In the late 1960s, Selchow & Righter, most famous for Parcheesi and Scrabble, produced board games titled What Shall I Be? in variations tailored to boys and girls. A competitor to the better-known Parker Brothers game Careers, What Shall I Be? offered kids the chance to think about what they wanted to be as adults. If you were a boy, What Shall I Be? offered you the option to pick from doctor, astronaut, engineer, scientist, athlete, or statesman. (Maybe it's just me but, even though I might have fantasized as a kid about being president or ruling the world–in a benevolent way, not as a supervillain–I never thought about being a "statesman.")

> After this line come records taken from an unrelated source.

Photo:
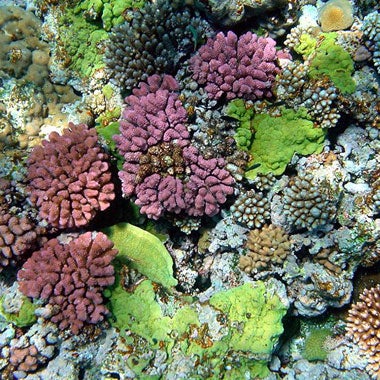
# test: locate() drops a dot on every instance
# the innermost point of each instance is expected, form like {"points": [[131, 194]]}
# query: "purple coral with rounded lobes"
{"points": [[239, 67], [189, 183], [18, 236], [153, 114], [209, 184], [69, 177], [71, 278]]}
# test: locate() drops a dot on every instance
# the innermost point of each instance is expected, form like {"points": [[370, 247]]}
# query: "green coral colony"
{"points": [[229, 150]]}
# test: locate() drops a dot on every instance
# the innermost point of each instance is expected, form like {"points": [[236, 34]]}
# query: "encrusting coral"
{"points": [[243, 67], [153, 41], [71, 277], [363, 326], [69, 177], [161, 169], [267, 246]]}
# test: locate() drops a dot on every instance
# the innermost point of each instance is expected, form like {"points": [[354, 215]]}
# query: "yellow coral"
{"points": [[336, 15]]}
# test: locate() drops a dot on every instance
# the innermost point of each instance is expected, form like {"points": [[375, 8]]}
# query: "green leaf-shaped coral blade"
{"points": [[142, 251]]}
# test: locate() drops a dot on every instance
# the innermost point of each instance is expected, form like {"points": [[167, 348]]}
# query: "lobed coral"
{"points": [[69, 178], [237, 67], [152, 41], [71, 277], [363, 324], [267, 246], [164, 172], [18, 236]]}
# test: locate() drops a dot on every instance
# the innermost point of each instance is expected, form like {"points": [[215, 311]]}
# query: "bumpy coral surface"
{"points": [[161, 169], [233, 66], [251, 209], [336, 15], [152, 41], [69, 178], [71, 277], [363, 327], [18, 235], [306, 204], [267, 246]]}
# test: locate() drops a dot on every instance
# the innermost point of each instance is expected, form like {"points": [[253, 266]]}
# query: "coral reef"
{"points": [[307, 204], [18, 236], [69, 178], [278, 138], [336, 15], [232, 66], [267, 246], [251, 209], [165, 36], [363, 324], [70, 277], [161, 169], [371, 31]]}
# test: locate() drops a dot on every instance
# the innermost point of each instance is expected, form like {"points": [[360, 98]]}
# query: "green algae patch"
{"points": [[239, 110], [255, 318], [108, 12], [25, 315], [253, 322], [84, 42], [141, 250], [231, 337], [277, 139], [139, 312], [333, 61]]}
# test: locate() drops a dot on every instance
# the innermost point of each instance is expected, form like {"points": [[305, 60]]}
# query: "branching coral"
{"points": [[164, 172], [307, 204], [267, 246], [363, 324], [69, 178], [153, 41], [71, 277]]}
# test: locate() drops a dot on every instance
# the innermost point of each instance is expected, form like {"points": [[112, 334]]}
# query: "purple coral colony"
{"points": [[228, 147]]}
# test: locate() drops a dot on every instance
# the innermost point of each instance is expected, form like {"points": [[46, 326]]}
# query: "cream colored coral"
{"points": [[269, 245], [336, 15], [363, 327]]}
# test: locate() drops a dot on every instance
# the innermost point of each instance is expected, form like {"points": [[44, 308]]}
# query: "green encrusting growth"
{"points": [[277, 139], [24, 317], [334, 62], [83, 41], [237, 329], [238, 110], [110, 12], [141, 250]]}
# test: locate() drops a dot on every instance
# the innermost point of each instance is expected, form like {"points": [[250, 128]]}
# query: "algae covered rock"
{"points": [[231, 336]]}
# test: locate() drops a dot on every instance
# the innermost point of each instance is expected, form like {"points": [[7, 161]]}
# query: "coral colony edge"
{"points": [[189, 189]]}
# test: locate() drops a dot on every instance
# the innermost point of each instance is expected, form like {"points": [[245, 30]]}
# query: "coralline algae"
{"points": [[251, 282]]}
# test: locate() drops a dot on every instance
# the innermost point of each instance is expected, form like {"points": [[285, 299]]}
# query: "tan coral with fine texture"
{"points": [[363, 327], [336, 15], [266, 246]]}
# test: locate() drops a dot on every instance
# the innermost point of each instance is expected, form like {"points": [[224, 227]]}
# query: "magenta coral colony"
{"points": [[162, 169], [148, 225], [69, 177]]}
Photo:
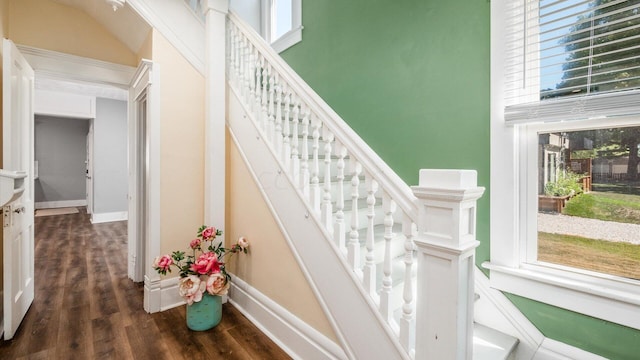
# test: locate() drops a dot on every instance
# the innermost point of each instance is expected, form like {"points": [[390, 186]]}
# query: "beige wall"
{"points": [[49, 25], [146, 49], [182, 146], [270, 266]]}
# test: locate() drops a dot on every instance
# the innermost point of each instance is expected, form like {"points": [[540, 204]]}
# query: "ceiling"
{"points": [[125, 24]]}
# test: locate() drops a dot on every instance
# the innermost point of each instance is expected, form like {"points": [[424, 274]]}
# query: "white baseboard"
{"points": [[494, 310], [59, 204], [555, 350], [294, 336], [97, 218]]}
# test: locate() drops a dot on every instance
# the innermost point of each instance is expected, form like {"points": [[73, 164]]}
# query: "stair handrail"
{"points": [[385, 176]]}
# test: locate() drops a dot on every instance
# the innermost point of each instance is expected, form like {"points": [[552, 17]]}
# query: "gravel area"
{"points": [[589, 228]]}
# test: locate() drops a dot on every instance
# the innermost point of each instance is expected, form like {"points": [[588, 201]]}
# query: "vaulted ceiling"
{"points": [[125, 24]]}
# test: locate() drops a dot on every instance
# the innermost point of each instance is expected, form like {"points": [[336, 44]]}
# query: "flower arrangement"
{"points": [[203, 269]]}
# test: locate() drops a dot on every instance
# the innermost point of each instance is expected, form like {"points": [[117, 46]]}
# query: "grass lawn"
{"points": [[615, 258]]}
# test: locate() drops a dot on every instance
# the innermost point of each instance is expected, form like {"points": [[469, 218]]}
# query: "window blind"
{"points": [[572, 59]]}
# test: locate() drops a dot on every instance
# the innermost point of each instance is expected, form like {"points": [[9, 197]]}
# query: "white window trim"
{"points": [[602, 296], [291, 37]]}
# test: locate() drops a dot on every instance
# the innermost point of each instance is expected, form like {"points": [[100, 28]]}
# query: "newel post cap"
{"points": [[221, 6], [447, 179]]}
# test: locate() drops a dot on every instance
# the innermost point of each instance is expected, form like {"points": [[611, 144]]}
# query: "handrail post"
{"points": [[215, 108], [446, 244]]}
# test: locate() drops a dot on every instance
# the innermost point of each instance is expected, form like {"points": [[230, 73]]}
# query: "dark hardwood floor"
{"points": [[85, 307]]}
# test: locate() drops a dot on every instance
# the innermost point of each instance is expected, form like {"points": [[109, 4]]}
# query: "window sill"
{"points": [[287, 40], [605, 297]]}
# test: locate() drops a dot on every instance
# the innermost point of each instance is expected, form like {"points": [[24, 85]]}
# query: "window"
{"points": [[282, 23], [565, 132]]}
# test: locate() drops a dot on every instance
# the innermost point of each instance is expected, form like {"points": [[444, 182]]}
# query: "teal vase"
{"points": [[204, 314]]}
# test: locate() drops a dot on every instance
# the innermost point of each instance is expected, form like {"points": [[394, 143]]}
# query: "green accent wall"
{"points": [[606, 339], [412, 78]]}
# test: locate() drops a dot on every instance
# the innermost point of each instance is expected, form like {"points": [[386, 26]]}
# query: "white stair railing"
{"points": [[372, 215]]}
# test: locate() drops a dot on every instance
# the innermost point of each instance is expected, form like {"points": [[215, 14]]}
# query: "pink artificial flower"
{"points": [[207, 263], [217, 284], [209, 233], [243, 243], [195, 243], [192, 288], [163, 263]]}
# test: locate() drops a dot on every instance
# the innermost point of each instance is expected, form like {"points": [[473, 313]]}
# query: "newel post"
{"points": [[446, 244], [215, 111]]}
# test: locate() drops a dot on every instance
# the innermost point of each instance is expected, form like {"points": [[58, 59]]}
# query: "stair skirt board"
{"points": [[555, 350], [293, 335], [348, 310]]}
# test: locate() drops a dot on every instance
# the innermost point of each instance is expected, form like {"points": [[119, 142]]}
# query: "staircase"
{"points": [[353, 219], [360, 213]]}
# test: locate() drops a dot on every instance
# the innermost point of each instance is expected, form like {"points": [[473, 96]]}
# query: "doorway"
{"points": [[143, 146]]}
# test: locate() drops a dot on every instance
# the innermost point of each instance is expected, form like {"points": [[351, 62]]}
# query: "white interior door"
{"points": [[18, 230]]}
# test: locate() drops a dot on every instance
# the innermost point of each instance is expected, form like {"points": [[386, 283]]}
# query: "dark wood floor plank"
{"points": [[85, 306]]}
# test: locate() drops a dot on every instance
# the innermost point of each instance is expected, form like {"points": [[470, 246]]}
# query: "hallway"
{"points": [[85, 307]]}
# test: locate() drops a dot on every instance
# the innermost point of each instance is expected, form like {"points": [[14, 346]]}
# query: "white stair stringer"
{"points": [[349, 310]]}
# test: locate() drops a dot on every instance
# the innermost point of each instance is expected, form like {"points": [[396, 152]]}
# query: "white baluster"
{"points": [[353, 248], [369, 260], [247, 72], [327, 208], [304, 160], [295, 155], [286, 130], [265, 98], [277, 131], [241, 61], [236, 58], [272, 116], [407, 322], [339, 228], [389, 207], [252, 80], [258, 99], [232, 55], [315, 165]]}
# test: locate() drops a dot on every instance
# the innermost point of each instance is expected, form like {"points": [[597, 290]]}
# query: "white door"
{"points": [[18, 231], [89, 169]]}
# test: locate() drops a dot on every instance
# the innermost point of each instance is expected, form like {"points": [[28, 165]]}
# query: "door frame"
{"points": [[62, 66], [144, 149], [89, 168]]}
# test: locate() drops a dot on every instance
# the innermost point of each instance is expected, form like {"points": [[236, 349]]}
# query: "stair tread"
{"points": [[491, 344]]}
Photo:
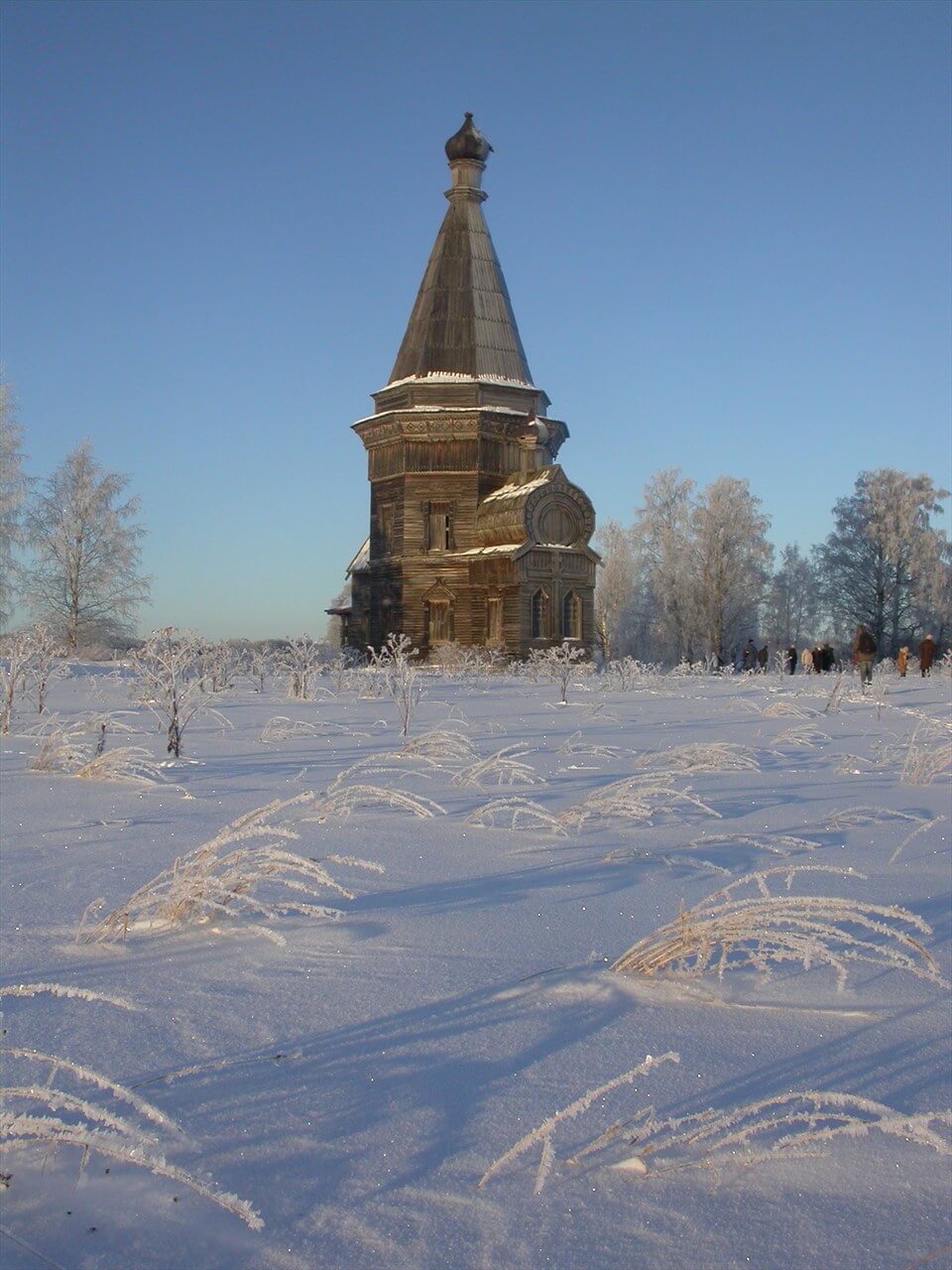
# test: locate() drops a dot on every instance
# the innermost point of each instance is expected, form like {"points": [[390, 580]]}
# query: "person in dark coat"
{"points": [[748, 658], [927, 652], [864, 654]]}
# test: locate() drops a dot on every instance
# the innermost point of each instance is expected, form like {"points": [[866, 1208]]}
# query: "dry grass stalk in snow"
{"points": [[223, 878], [64, 989], [777, 844], [771, 1129], [802, 737], [744, 705], [914, 833], [580, 748], [635, 798], [123, 763], [504, 767], [784, 707], [516, 813], [390, 763], [543, 1133], [730, 930], [50, 1101], [929, 753], [442, 743], [348, 798], [861, 816], [702, 757], [281, 728], [858, 816], [61, 751]]}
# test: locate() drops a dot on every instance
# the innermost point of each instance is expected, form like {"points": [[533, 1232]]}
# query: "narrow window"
{"points": [[386, 529], [539, 615], [439, 622], [494, 620], [571, 616], [439, 527]]}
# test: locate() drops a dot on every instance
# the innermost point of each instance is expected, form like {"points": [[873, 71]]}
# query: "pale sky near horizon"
{"points": [[725, 230]]}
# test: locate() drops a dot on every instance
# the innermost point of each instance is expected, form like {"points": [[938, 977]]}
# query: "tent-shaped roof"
{"points": [[462, 320]]}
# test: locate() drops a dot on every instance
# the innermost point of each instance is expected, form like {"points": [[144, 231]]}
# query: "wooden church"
{"points": [[476, 534]]}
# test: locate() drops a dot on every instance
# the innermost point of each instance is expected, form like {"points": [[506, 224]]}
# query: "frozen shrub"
{"points": [[770, 1129], [635, 798], [543, 1134], [281, 728], [301, 658], [702, 757], [50, 1101], [516, 813], [928, 754], [442, 743], [46, 665], [14, 666], [168, 672], [560, 665], [343, 801], [227, 875], [504, 767], [402, 677], [730, 929]]}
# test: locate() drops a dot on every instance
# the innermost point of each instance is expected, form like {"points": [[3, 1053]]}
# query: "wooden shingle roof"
{"points": [[462, 321]]}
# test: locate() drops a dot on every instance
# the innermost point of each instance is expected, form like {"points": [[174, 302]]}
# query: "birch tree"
{"points": [[615, 584], [731, 562], [792, 599], [85, 581], [881, 554], [662, 534], [14, 486]]}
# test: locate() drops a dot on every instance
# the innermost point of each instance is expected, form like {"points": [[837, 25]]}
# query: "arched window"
{"points": [[438, 621], [539, 615], [494, 620], [571, 616]]}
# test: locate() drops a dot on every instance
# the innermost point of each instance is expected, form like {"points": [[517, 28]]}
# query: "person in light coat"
{"points": [[927, 652]]}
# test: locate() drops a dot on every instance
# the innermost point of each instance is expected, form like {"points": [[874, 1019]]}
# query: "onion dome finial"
{"points": [[467, 143]]}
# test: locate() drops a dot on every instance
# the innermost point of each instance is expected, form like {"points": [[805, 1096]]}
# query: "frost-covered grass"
{"points": [[354, 1080]]}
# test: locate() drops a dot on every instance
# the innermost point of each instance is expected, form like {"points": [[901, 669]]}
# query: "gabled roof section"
{"points": [[462, 320]]}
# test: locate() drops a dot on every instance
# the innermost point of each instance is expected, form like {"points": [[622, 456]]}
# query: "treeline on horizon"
{"points": [[692, 578]]}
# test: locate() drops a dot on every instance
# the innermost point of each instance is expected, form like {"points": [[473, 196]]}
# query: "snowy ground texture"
{"points": [[354, 1082]]}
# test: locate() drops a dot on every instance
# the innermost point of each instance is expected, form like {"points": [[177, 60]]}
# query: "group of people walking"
{"points": [[865, 656], [821, 658]]}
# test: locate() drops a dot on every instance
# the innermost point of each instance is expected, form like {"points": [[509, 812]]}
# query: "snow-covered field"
{"points": [[354, 1082]]}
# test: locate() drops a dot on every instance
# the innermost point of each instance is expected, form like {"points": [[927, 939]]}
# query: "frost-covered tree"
{"points": [[615, 584], [560, 663], [84, 581], [16, 661], [884, 557], [302, 659], [731, 563], [14, 486], [46, 665], [402, 677], [167, 668], [792, 601], [662, 532]]}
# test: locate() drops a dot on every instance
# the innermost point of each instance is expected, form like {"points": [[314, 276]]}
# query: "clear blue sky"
{"points": [[725, 230]]}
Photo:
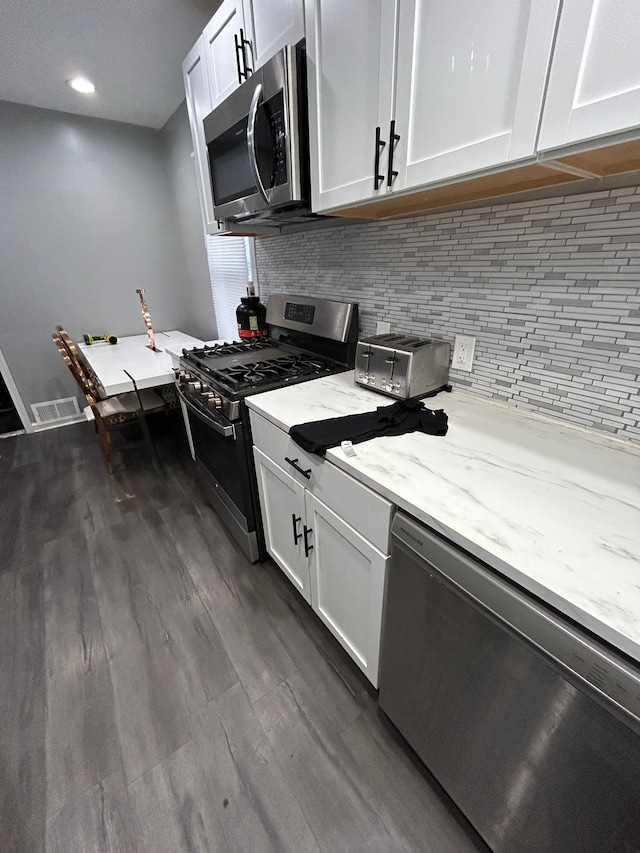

Given the era, What Shall I Be? presented quite a different set of options for girls. In the 1966 version of the game, girls could grow up to be a ballerina, stewardess, teacher, model, nurse, or actress. The cover of the game bos includes illustrations of women in all those careers, some wearing stylish almost-miniskirts.
When the game was reissued in 1972, the box cover had been updated with photographs and fashions but the women still represented the same careers as six years earlier. However, the instructions for the game reflected the bigger changes going on in society and let girls know that they had further possibilities: "Today, women can be found doing anything from performing surgery to designing spaceships. Maybe you would make a better pilot than a stewardess or a better photographer than a model. Be sure to look into all the possibilities before you decide."
I can only hope that girls playing What Shall I Be? in the 1970s paid close attention to the instructions and envisioned more possibilities for themselves than the game itself offered.